The real competition for this is the M5 Pro and M5 Max MacBook Pros, which are aimed at the same users, but the M5 line does not support FP4 and FP8 data types, which may turn out to be an obstacle.
The component itself can run anywhere from “single digits” to 80W, which means you’ll really need to pay attention to whether the laptop is running at full power or if the manufacturer is overclocking it. In other words, it sounds like the performance, especially on the battery, could be very different. Generally, mobile processor power envelopes are thin bands; for example, Intel Core X9 388H specifies 15W-85W.
It has an NPU, which Nvidia doesn’t seem to like to talk too much about, but programs with Spark are considered Copilot Plus-qualifying, so it should be able to hit at least 40 TOPS.
This RTX Spark in situ image has a blurry, glowing look to the generated image.
RTX Spark may seem powerful, but Nvidia maintains its strict separation between the pro and consumer markets. For example, it does not plan to implement a system to verify applications or support ECC memory.
In addition to being one of Nvidia’s launch partners for the Surface Laptop Ultra, Microsoft has been working on making the necessary updates to Windows to use the new chip.
Like Qualcomm’s Snapdragon X series processors, Windows doesn’t natively support the Arm command set the way it does for Intel and AMD’s x86-architecture chips, which were the basis for the PC. Instead, Arm-based systems use an emulation layer called Prism to interpret instructions. Emulation is partly the reason why early systems based on Qualcomm chips encountered performance and compatibility issues.
Windows Repair
Many of the updates to Windows that are needed to support the hardware are under the hood, but one will be right in your face: Microsoft is putting Spark-run agents on the Taskbar.

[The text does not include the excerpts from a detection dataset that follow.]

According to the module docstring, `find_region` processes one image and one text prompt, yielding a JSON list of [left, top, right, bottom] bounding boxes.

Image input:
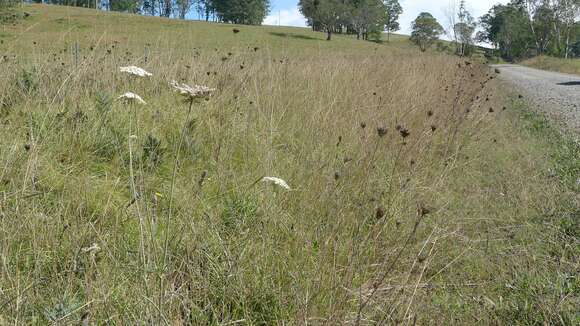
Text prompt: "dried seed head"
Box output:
[[119, 65, 153, 77], [375, 206, 385, 220], [117, 92, 147, 105], [262, 177, 291, 190], [377, 127, 387, 137], [170, 80, 215, 101]]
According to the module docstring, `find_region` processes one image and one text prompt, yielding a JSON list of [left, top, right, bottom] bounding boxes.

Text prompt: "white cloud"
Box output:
[[264, 7, 306, 27], [399, 0, 508, 34], [264, 0, 509, 34]]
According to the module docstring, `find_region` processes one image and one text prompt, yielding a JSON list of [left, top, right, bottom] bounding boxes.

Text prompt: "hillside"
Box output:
[[0, 5, 580, 325]]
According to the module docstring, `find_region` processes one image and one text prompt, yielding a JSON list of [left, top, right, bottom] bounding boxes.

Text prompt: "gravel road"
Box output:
[[492, 65, 580, 134]]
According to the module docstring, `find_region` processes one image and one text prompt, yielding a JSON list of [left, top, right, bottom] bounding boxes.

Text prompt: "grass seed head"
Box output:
[[119, 66, 153, 77], [262, 177, 291, 190], [117, 92, 147, 105], [170, 80, 215, 101]]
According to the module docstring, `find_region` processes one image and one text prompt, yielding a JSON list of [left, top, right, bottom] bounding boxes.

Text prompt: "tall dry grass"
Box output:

Many of the changes we’ve seen in Windows recently are laying the groundwork for this. Prism was written for Qualcomm’s SoCs, because it was the only Arm-based silicon the operating system needed to run. Supporting RTX Spark meant updating Prism and other core Windows components to effectively distribute workloads across CPU cores, balance cooling and performance, address and intelligently manage the large amount of integrated memory available on the GPU (for AI processing with TensorRT) and more.
Qualcomm doesn’t have nearly as much money in Windows gaming performance as Nvidia does, for obvious reasons. For example, Nvidia has been working with Microsoft to improve compatibility with anti-cheat software (such as Epic’s Easy Anti-Cheat), which prevented certain games from running on the devices, and support for the Xbox app, which is key to Microsoft’s game strategy in general.
Adobe is also improving parts of its capture engines to fit directly into Spark, especially with several new pipelines to accelerate many GPU- and AI-intensive features such as rendering complex timelines in Premiere Pro and improving natural brushes in Photoshop. While CUDA and TensorRT are already running on Nvidia’s mobile GPUs, using them properly in this unique architecture requires some updating. Apps will also be able to interact with Windows agents.
Also, Nvidia is bringing OpenShell — its security protocol for active agents — to Windows, using new controls that Microsoft will reveal at its Build conference in the first week of June. OpenShell, in theory, allows you to define guardrails for your agents, route queries to authorized local models based on your privacy policies and let it “hide” personal information when querying cloud-based models.
Nvidia is trying to expand daily operations beyond developers, with the idea that “wider adoption is limited by the inability to run agents safely and privately on users’ primary PCs.” I suspect the trust issues are more complicated than that. The company says that OpenShell will be included in the current popular agents, OpenClaw and Hermes.